Auteur : Christiane Schapira
Date de saisie : 24/03/2006
Genre : Romans et nouvelles - français
Editeur : Ed. de l'Amandier, Paris, France
Prix : 14.00 € / 91.83 F
ISBN : 978-2-915695-49-6
GENCOD : 9782915695496
Ballottée entre deux désirs, celui de la mère et de son clan familial qui, à travers l'enfant, veut retrouver et faire revivre la soeur morte, modèle pour eux sans équivoque, et celui du père qui l'investit non seulement de ses rêves fantasmés mais aussi de sa croyance dans les cartes, Annelyne vit dans la terreur des personnages auxquels on veut l'identifier. Aucune fuite n'est donc possible pour elle dans sa double prison ? Elle trouvera peu à peu sa voie dans le chemin que je lui ouvre. Ce sera d'abord dans l'amour qui la laissera défaite puis dans le désir de s'approprier enfin son propre devenir qu'elle seule peut construire.
Christiane Schapira
«Nous sommes dans ce roman (...) sur les terres périlleuses de l'inconscient d'une jeune femme enfermée par une mère non seulement dans son lit, comme l'indique le titre, mais dans l'image d'une autre femme, morte. De cette tyrannie, la narratrice tentera de s'affranchir pour affirmer son identité (...) Le Lit de ma mère est en ce sens un roman d'éducation (...) À cette recherche inlassable et têtue de la narratrice pour se conquérir et s'assumer s'ajoute la geste d'un roman familial marquée tout naturellement par un secret, secret qui trouble mais peut-être rassemble aussi (...)
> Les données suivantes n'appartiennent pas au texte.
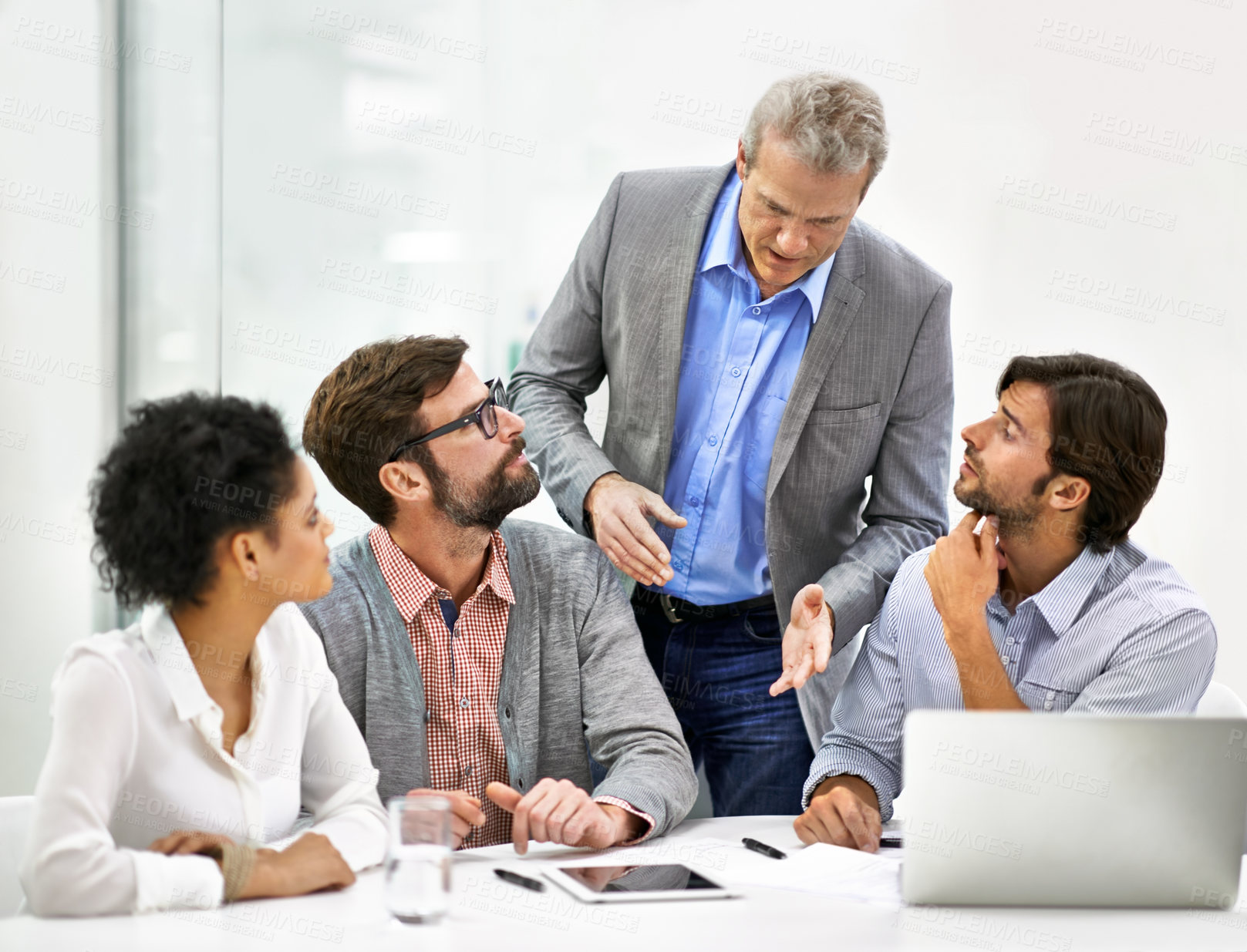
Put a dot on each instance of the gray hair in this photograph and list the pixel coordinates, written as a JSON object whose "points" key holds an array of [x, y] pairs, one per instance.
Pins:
{"points": [[827, 123]]}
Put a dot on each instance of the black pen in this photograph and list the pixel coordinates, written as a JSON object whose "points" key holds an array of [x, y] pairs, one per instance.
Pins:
{"points": [[517, 880], [763, 849]]}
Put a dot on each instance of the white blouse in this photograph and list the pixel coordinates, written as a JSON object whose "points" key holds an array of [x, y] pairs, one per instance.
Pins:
{"points": [[136, 753]]}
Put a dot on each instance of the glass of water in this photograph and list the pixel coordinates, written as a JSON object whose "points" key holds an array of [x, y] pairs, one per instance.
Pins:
{"points": [[418, 861]]}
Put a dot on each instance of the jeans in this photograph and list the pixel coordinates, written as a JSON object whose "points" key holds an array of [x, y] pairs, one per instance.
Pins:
{"points": [[716, 674]]}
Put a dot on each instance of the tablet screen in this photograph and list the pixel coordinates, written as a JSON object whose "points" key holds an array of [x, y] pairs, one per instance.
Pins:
{"points": [[666, 877]]}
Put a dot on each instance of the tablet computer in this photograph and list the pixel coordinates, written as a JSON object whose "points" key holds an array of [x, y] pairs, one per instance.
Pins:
{"points": [[635, 883]]}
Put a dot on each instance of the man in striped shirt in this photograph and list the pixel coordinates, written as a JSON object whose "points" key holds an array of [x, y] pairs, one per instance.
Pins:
{"points": [[1049, 608]]}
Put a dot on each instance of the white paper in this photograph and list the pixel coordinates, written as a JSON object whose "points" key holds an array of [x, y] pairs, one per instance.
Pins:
{"points": [[828, 870]]}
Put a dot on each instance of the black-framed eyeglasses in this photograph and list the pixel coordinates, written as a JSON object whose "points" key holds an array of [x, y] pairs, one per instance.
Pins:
{"points": [[485, 416]]}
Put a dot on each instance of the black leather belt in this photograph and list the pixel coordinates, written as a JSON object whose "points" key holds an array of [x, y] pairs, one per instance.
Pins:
{"points": [[677, 610]]}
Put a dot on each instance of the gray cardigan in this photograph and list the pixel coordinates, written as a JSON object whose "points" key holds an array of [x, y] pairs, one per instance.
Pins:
{"points": [[574, 669]]}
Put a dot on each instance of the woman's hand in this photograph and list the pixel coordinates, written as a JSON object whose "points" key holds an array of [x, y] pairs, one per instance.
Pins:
{"points": [[308, 865]]}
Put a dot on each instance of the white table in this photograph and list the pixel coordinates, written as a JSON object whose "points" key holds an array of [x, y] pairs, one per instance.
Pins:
{"points": [[488, 913]]}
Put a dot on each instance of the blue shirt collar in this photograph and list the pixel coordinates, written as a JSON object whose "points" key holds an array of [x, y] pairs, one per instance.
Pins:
{"points": [[1063, 598], [725, 250]]}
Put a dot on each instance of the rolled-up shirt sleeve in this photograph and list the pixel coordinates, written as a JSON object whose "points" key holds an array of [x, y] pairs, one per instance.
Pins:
{"points": [[868, 718], [72, 866], [339, 780], [1164, 668]]}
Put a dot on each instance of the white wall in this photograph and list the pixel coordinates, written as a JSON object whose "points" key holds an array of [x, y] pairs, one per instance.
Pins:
{"points": [[58, 368]]}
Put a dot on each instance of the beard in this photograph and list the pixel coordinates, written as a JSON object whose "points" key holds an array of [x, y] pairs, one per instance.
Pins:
{"points": [[490, 501], [1018, 517]]}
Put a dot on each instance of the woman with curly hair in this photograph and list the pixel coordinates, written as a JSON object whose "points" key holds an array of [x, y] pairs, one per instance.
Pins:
{"points": [[187, 741]]}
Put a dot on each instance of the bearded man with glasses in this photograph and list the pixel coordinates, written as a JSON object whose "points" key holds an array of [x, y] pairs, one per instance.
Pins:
{"points": [[483, 657]]}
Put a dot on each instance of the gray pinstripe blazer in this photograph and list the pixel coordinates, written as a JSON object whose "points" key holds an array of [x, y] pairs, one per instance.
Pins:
{"points": [[872, 399]]}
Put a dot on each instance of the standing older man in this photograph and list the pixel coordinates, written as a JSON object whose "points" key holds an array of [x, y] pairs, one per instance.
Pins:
{"points": [[767, 355]]}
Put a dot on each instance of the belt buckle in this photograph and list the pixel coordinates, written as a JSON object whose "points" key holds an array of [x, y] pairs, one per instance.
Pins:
{"points": [[669, 610]]}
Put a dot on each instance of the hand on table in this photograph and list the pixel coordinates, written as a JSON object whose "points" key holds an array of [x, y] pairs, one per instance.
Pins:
{"points": [[807, 641], [308, 865], [560, 812], [465, 812], [618, 510], [843, 812]]}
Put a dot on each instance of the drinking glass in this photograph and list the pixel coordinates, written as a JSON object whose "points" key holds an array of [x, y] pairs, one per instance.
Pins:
{"points": [[418, 861]]}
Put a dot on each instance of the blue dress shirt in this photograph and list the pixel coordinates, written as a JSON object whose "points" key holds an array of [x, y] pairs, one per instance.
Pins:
{"points": [[739, 362], [1115, 633]]}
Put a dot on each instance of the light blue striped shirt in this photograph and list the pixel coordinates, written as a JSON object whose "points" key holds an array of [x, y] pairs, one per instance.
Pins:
{"points": [[740, 358], [1115, 633]]}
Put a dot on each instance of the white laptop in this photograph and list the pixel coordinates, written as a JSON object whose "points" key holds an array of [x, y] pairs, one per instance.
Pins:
{"points": [[1019, 809]]}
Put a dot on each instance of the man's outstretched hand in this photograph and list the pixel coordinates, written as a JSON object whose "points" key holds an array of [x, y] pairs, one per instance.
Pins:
{"points": [[807, 641], [560, 812], [620, 513]]}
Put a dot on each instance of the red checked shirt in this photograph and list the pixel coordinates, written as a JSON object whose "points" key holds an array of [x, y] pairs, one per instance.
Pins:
{"points": [[462, 672]]}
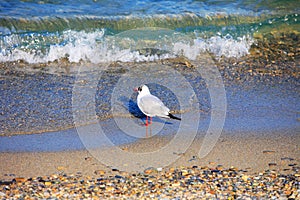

Halluciné parfois, teinté de lumières ténébreuses souvent, mais toujours parcouru par une vraie jouissance stylistique, Le Lit de ma mère de Christiane Schapira atteint le coeur du lecteur, l'empoigne et ne le lâche plus dans la symphonie de ses cadences et de ses progressions, dans sa musique d'une littérature singulièrement personnelle.»
Présentation de Joël Schmidt :
Christiane Schapira est un écrivain. Nul ne pourra le contester après avoir lu Le Lit de ma mère dont la composition comme le style, l'intrigue et son déroulement ne relèvent pas de l'improvisation au fil de la ligne, mais d'un imaginaire pensé et soupesé, où le suggéré, essentiel dans un roman, précède le dit et l'écrit, ou mieux se suffit à lui-même. Chaque mot, chaque phrase, chaque page, chaque chapitre sont travaillés, on le sent bien, dans la pâte des mots et dans le phrasé d'une syntaxe auquel le lyrisme intérieur donne tout son poids d'«inquiétante étrangeté». Nous sommes en effet, dans ce roman, dont il n'est pas question que je le déflore par un résumé, sur les terres périlleuses de l'inconscient d'une jeune femme enfermée par une mère non seulement dans son lit, comme l'indique le titre, mais dans l'image d'une autre femme, morte.
De cette tyrannie, la narratrice tentera de s'affranchir pour armer son identité, non seulement en troublant le rituel de la ressemblance à cette disparue à laquelle on vent la contraindre et en finissant par assumer une destinée de rebelle, mais encore en évaluant, grâce à une autre jeune femme, les naissances du désir et du plaisir dont son corps lui révèle les surprises sans qu'elle sache encore les dominer. Le Lit de ma mère est en ce sens un roman d'éducation où règne le poids du matriarcat propre à toute la civilisation méditerranéenne (le roman se passe à Nice aux alentours de mai 68), mais aussi d'une éducation très singulière, celle d'une sensualité en gésine dont la narratrice dessine peu à peu les contours charnels avec une audace qui ne saurait être assimilée à de la crudité. Cette audace dépasse souvent le plus osé des romans érotiques par une recherche d'une cadence et d'un choix des mots au plus juste de la volupté prise à sa naissance, dans ses recoins les plus cachés et les moins attendus, souvent rêvée, à peine éclose, et pourtant déjà brûlante. C'est là, sans barguigner, du très grand art.
À cette recherche inlassable et têtue de la narratrice pour se conquérir et s'assumer s'ajoute la geste d'un roman familial marquée tout naturellement par un secret, secret qui trouble mais peut-être rassemble aussi. Ainsi qu'un roman de moeurs qui signe l'époque où il se déroule et dont la narratrice, femme enfin, est la victime institutionnalisée, la mère refusée en quelque sorte par une société encore archaïque.